Elon Musk, Sam Altman, and Kamala Harris are among the roughly 100 people who will descend on a small town 50 miles north of London for the AI Safety Summit on Wednesday.

It’s the brainchild of Prime Minister Rishi Sunak, a former Goldman Sachs analyst and hedge fund partner who’s eager to position the UK as a leader in the tech sector.

The chosen location for the two-day conference has a special association with the man considered by many to be the father of modern computer science, Alan Turing.

Before 1938, Bletchley Park was a mansion in the Buckinghamshire countryside built for a politician during the Victorian era.

But it entered the history books after it was purchased by a director of MI6 and became the center for the UK’s top codebreakers, like Turing, during World War II.

Those working in AI will be familiar with the Turing test, which is designed to distinguish humans from machines. The CAPTCHAs you see on websites to prevent spam are a modern example of this. But with the rise of AI, more complicated Turing tests will be needed.

In a speech on Monday about the summit, the UK’s minister for science and technology, Michelle Donelan, said the rise of AI means “we stand at a pivotal juncture in human history.”

“What Alan Turing predicted many decades ago is now coming to fruition,” she said, referring to his research into machine learning.

“Machines are on the cusp of matching humans on equal terms in a range of intellectual domains — from mathematics to visual arts through to fundamental science,” she added.

However, doubts have been raised as to whether the summit will actually achieve a framework to promote AI safety.

One of the invited executives, Connor Leahy of AI safety research group Conjecture, suggested that government leaders could agree to minimal regulation that allows powerful AI to develop unchecked, The Guardian reported.

And while the UK is home to Google DeepMind, the US is the primary leader in AI.

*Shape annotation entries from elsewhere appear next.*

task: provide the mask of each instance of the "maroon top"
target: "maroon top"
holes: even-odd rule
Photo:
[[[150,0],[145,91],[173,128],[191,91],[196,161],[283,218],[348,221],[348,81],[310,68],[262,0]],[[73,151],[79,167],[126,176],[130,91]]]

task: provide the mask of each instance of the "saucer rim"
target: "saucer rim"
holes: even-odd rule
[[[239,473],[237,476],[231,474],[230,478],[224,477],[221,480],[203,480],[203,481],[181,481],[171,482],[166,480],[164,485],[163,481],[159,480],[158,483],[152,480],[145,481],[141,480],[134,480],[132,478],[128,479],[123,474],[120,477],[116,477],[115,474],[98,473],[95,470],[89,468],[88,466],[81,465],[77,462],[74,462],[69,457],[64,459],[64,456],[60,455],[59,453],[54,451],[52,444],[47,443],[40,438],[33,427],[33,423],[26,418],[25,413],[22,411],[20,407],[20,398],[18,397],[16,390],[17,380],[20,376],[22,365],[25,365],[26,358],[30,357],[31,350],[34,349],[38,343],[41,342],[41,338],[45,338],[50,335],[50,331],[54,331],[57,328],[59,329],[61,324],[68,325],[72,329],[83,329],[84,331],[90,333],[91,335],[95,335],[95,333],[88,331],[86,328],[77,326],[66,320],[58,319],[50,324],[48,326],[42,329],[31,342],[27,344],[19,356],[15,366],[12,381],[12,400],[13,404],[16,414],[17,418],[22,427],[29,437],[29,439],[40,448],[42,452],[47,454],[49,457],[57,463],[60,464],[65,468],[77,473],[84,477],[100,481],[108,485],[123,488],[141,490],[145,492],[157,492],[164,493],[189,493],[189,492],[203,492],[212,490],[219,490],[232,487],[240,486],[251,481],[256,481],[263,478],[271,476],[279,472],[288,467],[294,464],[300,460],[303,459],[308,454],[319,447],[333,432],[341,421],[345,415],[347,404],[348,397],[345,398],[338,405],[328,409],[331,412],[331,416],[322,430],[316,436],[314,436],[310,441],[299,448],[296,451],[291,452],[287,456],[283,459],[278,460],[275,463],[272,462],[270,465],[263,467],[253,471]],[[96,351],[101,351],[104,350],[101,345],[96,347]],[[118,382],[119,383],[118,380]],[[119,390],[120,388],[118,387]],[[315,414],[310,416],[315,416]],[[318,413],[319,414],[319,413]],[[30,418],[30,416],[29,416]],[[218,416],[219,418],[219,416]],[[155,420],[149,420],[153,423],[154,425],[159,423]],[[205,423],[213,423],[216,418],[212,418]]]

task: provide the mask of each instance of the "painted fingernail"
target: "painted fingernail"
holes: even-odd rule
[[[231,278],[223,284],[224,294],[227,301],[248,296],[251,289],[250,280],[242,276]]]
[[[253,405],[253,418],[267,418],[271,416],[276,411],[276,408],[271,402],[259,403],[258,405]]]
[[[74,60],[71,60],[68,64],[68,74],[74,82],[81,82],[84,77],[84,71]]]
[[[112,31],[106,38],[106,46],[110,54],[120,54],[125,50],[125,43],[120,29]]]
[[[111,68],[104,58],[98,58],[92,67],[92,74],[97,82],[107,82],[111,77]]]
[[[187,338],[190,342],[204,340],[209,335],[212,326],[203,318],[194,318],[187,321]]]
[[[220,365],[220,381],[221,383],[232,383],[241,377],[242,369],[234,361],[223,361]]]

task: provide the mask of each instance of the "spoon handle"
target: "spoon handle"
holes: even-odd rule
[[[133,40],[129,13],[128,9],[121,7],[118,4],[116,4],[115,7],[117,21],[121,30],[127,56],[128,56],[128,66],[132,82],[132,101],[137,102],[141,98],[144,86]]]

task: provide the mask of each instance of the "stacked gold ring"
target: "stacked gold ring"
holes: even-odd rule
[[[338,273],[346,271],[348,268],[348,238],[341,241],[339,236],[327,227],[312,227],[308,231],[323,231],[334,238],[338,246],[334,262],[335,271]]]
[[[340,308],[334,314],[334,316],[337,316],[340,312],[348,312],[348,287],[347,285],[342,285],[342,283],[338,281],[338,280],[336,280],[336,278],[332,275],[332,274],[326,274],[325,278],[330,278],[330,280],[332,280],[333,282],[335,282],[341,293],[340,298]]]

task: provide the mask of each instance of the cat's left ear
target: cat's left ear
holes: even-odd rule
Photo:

Turing devised the eponymous test in a 1950 paper, written while he was an academic at the University of Manchester, and sworn to secrecy for his key role in defeating the Nazis.

At Bletchley, he was part of a team trying to decipher the Enigma naval machine that was used by the Nazis to encrypt communications.

It had initially been cracked by Poland in the early 1930s, before the Germans increased security by changing the system daily.

Turing designed a machine, called the Bombe, which performed codebreaking techniques faster than a human.

His work on cryptography contributed to the design of Colossus, considered to be the world’s first programmable electronic computer, which was used at Bletchley to crack another high-grade cipher called the Lorenz.

“What happened at Bletchley Park eighty years ago opened the door to the new information age,” Donelan said.

Seven years after the war ended, Turing was convicted of “gross indecency” as homosexuality was illegal at the time.

He was subjected to chemical castration instead of going to prison, and was found dead from cyanide poisoning in 1954. An inquest determined it was a suicide, though this has been questioned by some since.

Turing has since become a national hero, not just for his role in computer science and defeating the Nazis, but also for LGBTQ+ rights.

He was posthumously pardoned in 2013. Since then, men and women cautioned or convicted under historical homosexuality legislation were pardoned under what is known as the “Alan Turing law.”

Today, Bletchley Park is also home to the National Museum of Computing.

So as the biggest names in AI and government leaders come to Bletchley – it’s not only fitting for its role in computer science – but also for Sunak’s aim to showcase the UK’s work on AI and position it to influence its future.